Ultimately, the story is overly straightforward except for one small detail that Giffen tosses into the anecdote in a manner that seems like a throwaway line. Thanos is asked by Moondragon as to why he ever got involved with Annihilus in the first place. Thanos’ response was “I was curious to see how a radical tilt in the universal balance would play out.” Really? Thanos helped Annihilus simply for curiosity? Ok, Karen. Giffen, this critic is sorry, but that’s not acceptable. Thanos, the Mad Titan who has an agenda for every plan, desires to control and take over the entirety of the known universe, simply signed up with this bug lord out of curiosity. This doesn’t fit Thanos’ character or modus operandi at all. Furthermore, readers later discover that the Mad Titan was being manipulated and used by Annihilus, which is something even less likely to happen. This plot thread seemed like a huge stretch to this comic fan.

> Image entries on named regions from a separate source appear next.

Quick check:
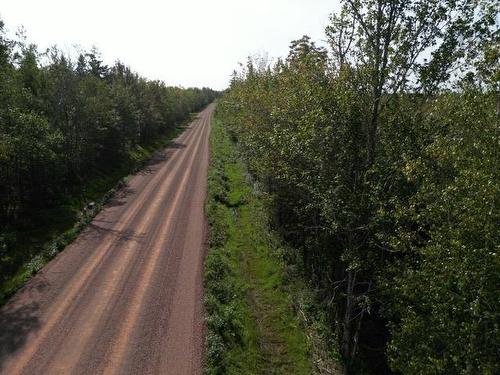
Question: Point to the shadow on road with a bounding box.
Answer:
[0,302,40,372]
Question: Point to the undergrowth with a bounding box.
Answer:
[0,114,194,306]
[205,117,338,375]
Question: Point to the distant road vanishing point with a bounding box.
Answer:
[0,104,214,375]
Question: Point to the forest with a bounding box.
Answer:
[0,20,217,300]
[218,0,500,375]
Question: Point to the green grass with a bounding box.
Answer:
[0,114,195,306]
[205,118,336,375]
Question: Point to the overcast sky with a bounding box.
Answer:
[0,0,339,89]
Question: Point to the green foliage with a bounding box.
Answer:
[0,21,217,302]
[205,119,335,374]
[219,0,500,374]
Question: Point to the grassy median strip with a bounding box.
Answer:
[205,119,340,374]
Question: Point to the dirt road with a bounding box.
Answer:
[0,105,213,375]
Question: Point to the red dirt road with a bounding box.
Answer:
[0,105,214,375]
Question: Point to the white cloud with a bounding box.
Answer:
[0,0,339,89]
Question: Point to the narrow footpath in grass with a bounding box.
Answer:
[205,119,336,374]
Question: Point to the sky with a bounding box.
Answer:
[0,0,340,90]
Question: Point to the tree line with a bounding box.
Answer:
[0,20,216,225]
[218,0,500,374]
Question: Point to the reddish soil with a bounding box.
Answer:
[0,105,214,375]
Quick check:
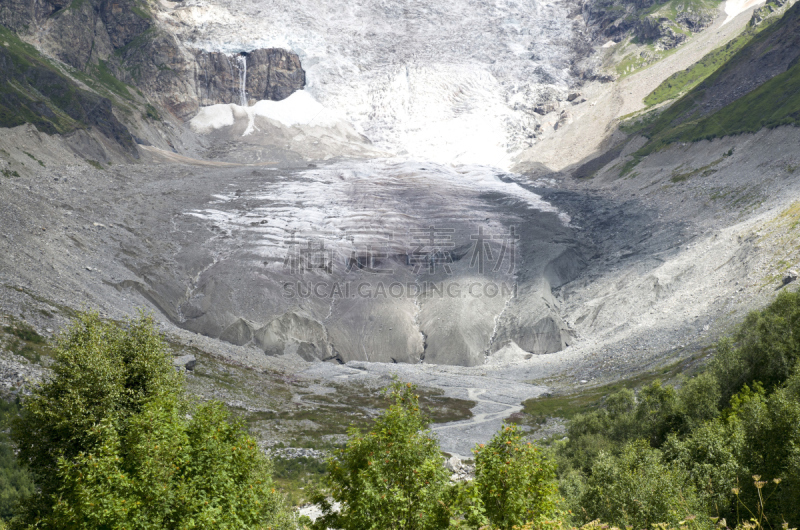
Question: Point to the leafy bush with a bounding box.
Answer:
[315,382,449,530]
[0,400,34,516]
[475,425,558,530]
[583,440,710,528]
[11,314,293,529]
[711,291,800,406]
[557,292,800,526]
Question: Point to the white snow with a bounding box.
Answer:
[187,159,570,259]
[161,0,583,167]
[248,90,338,127]
[189,90,341,135]
[722,0,766,25]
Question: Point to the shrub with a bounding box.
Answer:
[582,440,704,529]
[11,314,292,529]
[711,291,800,406]
[314,382,449,530]
[475,425,557,530]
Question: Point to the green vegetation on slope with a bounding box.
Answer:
[0,27,135,153]
[0,399,34,520]
[556,292,800,528]
[623,0,800,169]
[644,19,772,107]
[313,382,558,530]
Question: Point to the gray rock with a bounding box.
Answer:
[172,354,197,370]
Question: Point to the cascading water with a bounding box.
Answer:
[236,54,247,107]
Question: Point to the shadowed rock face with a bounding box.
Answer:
[195,48,306,106]
[0,0,306,119]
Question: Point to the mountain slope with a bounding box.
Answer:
[0,28,138,158]
[636,0,800,153]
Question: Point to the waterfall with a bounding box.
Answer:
[236,54,247,107]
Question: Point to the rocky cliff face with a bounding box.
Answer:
[195,48,306,105]
[0,0,305,119]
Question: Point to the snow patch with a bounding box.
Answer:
[722,0,766,26]
[189,90,342,136]
[189,104,238,134]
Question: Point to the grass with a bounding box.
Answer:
[509,349,708,427]
[669,154,730,183]
[644,21,769,107]
[0,316,53,364]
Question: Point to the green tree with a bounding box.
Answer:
[582,440,705,529]
[0,398,34,516]
[711,291,800,400]
[475,425,558,530]
[315,382,449,530]
[12,314,292,530]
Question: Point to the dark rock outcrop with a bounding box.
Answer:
[0,0,305,120]
[195,48,306,105]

This issue felt like Giffen was striving to make pieces of the puzzle fit together because the story was getting backed into a corner. The next logical step was for Earth’s Heroes to help… however they’re in a Civil War. Therefore, they can’t help. Well, why did Giffen send them towards Earth to hide? The only practical answer was to attempt to relate the current Marvel Landscape at that time. Hence, Giffen had to now think of a new way to stop the Annihilation Wave. Enter the one-man saxophone playing Drax, Peter Quill, and Nova. This reader can now only speculate that fans will see an explanation suggesting that this was the plan all along from Nova and Drax. One can only hope that is not the case. This reviewer absolutely hates thrown in, mid-story, semi-retcons to make stories fit. “See, this was the plan all along!” Again I say… Ok, Karen. But, let’s not got ahead of ourselves.
Now, even though the plot does appear to be a bit flimsy, this issue was still incredibly fun, entertaining, spirited, energetic, and vibrant. There was less dialogue leaving the art team of Andrea Divito and Laura Villari available to tell the story and the cover by Gabriele Dell’Otto was so impressively vivid, detailed, and sharp. It could truly draw any comic fan walking past the issue to pick it up immediately and purchase it sight unread. Giffen raised the stakes of this issue since there was really nowhere else to go, however, this issue seized this reviewer’s attention and quickly propelled me through the narrative faster than any prior installment to the overall story.
Even though many of the characteristics of the main players to this event don’t seem to jive, this reader still felt more interested in the story than he has in any of the prior issues, especially after the cliffhanger Giffen throws out to readers as the narrative concludes! Giffen’s tale is still imaginative and still feels like a big deal to the Marvel Landscape. Sure, the war element (large idea) to the narrative may have vanished to focus on specific characters (small idea), but there were still many interesting plot threads that are helping this reviewer hold on for one more issue, if not the last two. Pick this up if you’ve already been invested. However, if you’re trying to jump in now, this critic would highly recommend passing at this point.